Saturday 3/8: Ben Marcus talks about his new story collection, Leaving the Sea (January 2014), Rob Spillman, editor of Tin House. Brooklyn Public Library, 4 p.m., free.
Craig Morgan Teicher, Wendy Lotterman, Nicole Steinberg, Sarah V. Schweig, Ted Dodson, Krystal Languell, Joanna C. Valente, Jesse Kohn, Jonathan Aprea, Joe DeLuca, and M. Callen celebrate issue 3 of The Atlas Review. BookCourt, 7 p.m., free.
Sunday 3/9: Melissa Monroe celebrates the release of On Trepanation and Human Nature, an essay in verse. Bowery Poetry Club, 1 p.m., $8.
Kenneth Calhoun, Jeffery Renard Allen, and M.M. De Voe read fiction from the journal, St. Petersburg Review. KGB, 7 p.m., free.
Monday 3/10: Dinaw Mengestu launches his new novel All Our Names (March 2014) about two men safe in University while an African revolution blossoms around them. Greenlight Bookstore, 7:30 p.m., free.
Phil Klay and Patrick McGrath discuss Klay’s collection of short stories, Redeployment (March 2014), featuring the Afghanistan and Iraq theaters. Powerhouse Arena, 7 p.m., free.
Dani Shapiro, Adam Wilson, Kyle Minor, Tom Williams and Leah Umansky join the Franklin Park Reading Series. Wilson’s new collection of short stories, What’s Important Is Feeling includes funny tales of laid off bankers roaming Williamsburg in search of hipster girls and using lobsters as sex toys. Franklin Park, 8 p.m., free.

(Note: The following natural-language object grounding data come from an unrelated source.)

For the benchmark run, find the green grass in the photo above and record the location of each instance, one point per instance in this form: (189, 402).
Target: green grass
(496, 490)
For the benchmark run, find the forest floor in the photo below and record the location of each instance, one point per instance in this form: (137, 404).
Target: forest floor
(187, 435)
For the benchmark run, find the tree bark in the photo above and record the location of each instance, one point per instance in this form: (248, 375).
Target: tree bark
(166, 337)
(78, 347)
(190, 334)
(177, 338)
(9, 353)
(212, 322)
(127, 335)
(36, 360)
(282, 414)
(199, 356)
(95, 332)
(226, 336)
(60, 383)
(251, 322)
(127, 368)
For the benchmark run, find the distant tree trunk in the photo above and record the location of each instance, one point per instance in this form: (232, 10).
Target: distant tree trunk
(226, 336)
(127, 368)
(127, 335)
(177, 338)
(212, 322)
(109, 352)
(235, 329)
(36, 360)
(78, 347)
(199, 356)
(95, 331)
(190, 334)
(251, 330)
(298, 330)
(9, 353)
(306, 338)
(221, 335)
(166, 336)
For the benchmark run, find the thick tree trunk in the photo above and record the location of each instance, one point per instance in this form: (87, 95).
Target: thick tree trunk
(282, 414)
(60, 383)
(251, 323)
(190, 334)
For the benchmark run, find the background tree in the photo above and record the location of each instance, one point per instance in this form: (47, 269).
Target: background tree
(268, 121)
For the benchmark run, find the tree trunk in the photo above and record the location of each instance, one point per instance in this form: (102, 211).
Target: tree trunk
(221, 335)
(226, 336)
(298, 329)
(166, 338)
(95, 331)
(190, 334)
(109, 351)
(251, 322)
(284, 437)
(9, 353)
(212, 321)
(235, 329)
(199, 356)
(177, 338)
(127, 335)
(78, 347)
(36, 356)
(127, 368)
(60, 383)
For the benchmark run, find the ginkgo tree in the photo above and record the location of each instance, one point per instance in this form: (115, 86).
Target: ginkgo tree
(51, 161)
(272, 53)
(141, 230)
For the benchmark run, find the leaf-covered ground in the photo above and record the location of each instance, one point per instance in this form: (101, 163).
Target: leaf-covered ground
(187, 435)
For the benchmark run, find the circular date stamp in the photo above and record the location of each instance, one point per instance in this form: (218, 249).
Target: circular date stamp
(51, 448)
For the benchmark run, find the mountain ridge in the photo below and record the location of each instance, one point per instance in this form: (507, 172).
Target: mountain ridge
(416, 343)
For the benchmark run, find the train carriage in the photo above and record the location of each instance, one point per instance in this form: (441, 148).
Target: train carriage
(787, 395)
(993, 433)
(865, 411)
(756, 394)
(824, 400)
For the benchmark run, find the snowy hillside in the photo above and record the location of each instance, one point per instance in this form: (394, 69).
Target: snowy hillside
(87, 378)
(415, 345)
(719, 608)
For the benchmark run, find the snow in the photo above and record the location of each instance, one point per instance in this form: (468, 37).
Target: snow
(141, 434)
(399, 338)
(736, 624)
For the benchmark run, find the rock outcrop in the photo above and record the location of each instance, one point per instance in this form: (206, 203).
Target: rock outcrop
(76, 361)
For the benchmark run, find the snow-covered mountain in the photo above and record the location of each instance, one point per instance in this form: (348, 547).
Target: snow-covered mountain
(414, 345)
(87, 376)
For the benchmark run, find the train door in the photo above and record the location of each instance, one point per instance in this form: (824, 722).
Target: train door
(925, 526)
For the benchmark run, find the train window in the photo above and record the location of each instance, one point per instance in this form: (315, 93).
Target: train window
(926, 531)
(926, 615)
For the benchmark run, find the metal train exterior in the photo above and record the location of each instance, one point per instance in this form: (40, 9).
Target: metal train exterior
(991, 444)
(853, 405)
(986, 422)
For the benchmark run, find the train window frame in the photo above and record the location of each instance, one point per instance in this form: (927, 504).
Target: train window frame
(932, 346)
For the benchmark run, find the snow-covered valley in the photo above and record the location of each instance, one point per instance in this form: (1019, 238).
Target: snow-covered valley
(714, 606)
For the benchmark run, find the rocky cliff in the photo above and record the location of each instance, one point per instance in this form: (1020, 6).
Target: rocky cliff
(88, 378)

Paul Auster and Siri Hustveldt have a conversation. 92Y, 8 p.m., $27.
Tuesday 3/11: Kyle Minor discusses his new collection of stories, Praying Drunk (January 2014), with Jason Diamond of Volume 1 Brooklyn. Community Bookstore, 7 p.m., free.
Kevin Young presents his latest collection of poems, Book of Hours (March 2014), with Tracey K. Smith. Smith’s collection Life on Mars (2011) explores the oddities and failures of human existence. Greenlight Bookstore 7:30 p.m., free.
Wednesday 3/12: Lizzie Harris, Cat Richardson and Michael Keenan read poetry and Hannah Sloane and Lily O’Donnell read non-fiction on the theme of “Shithoused” as part of The Disagreement series. Harris’s collection of poetry, Stop Wanting is forthcoming in April. Richardson is the managing editor of Bodega. CultureFix, 7 p.m., free.
Stefan Merrill Block, Meehan Crist, Timothy Donnelly, Leslie Jamison, Miles Klee, Elissa Schappell, and Lynn Schmeidler blend science and literature for Brain Awareness week. Jamison’s novel The Gin Closet (2010) explores the relationship between a gin drinking alcoholic and her niece. Klee’s debut novel Ivyland (2012) looks at a nefarious pharmaceutical corporation preying on the bungling, drug addled citizens of a post post-urban landscape. Housing Works, 7 p.m., free.
Melissa Gira Grant, Benjamin Kunkel and Micah Uetricht launch the Jacobin Reading Series, curated by Jacobin, a journal of progressive politics. Powerhouse Arena, 7 p.m., free.
Joanna Hershon reads from her latest novel The Dual Inheritance (2013) about rich Ivy Leaguers in the 1960s. BookCourt, 7 p.m., free.
Thursday 3/13: Joyce Carol Oates and Jonathan Safran Foer talk about Carthage, (January 2014), Oates’s latest novel. NYU Creative Writer’s House, 7 p.m., free.
Brian Kimberling and Tim O’Connell discuss Snapper (2013), Kimberling’s debut novel about ornithologist Nathan Lochmueller. The Strand, 7 p.m., $15.
Mark Statman reads his translated work Black Tulips: The Selected Poems of Jose Maria Hinojosa with memoirist Katherine Koch. NYU Bookstore, 7:30 p.m., free.
Steve Zimmer leads the Split Personality reading series. Over The Eight, 7 p.m., free.
Siri Hustveldt reads from her new novel The Blazing World (March 2014). Community Bookstore, 7 p.m., free.
April Naoko Heck and Matthew J. Burgess read from their poetry collections from UpSet Press. Heck’s debut collection A Nuclear Family (March 2014) explores creation and annihilation. Berl’s Poetry Shop, 8 p.m., free.
Friday 3/14: Maud Casey and Melissa Pritchard have a conversation about their Euro-centric novels. Casey’s The Man Who Walked Away (March 2014) follows Albert as he walks across the continent. Pritchard’s Palmerino (2013) centers around the British enclave in rural Italy. BookCourt, 7 p.m., free.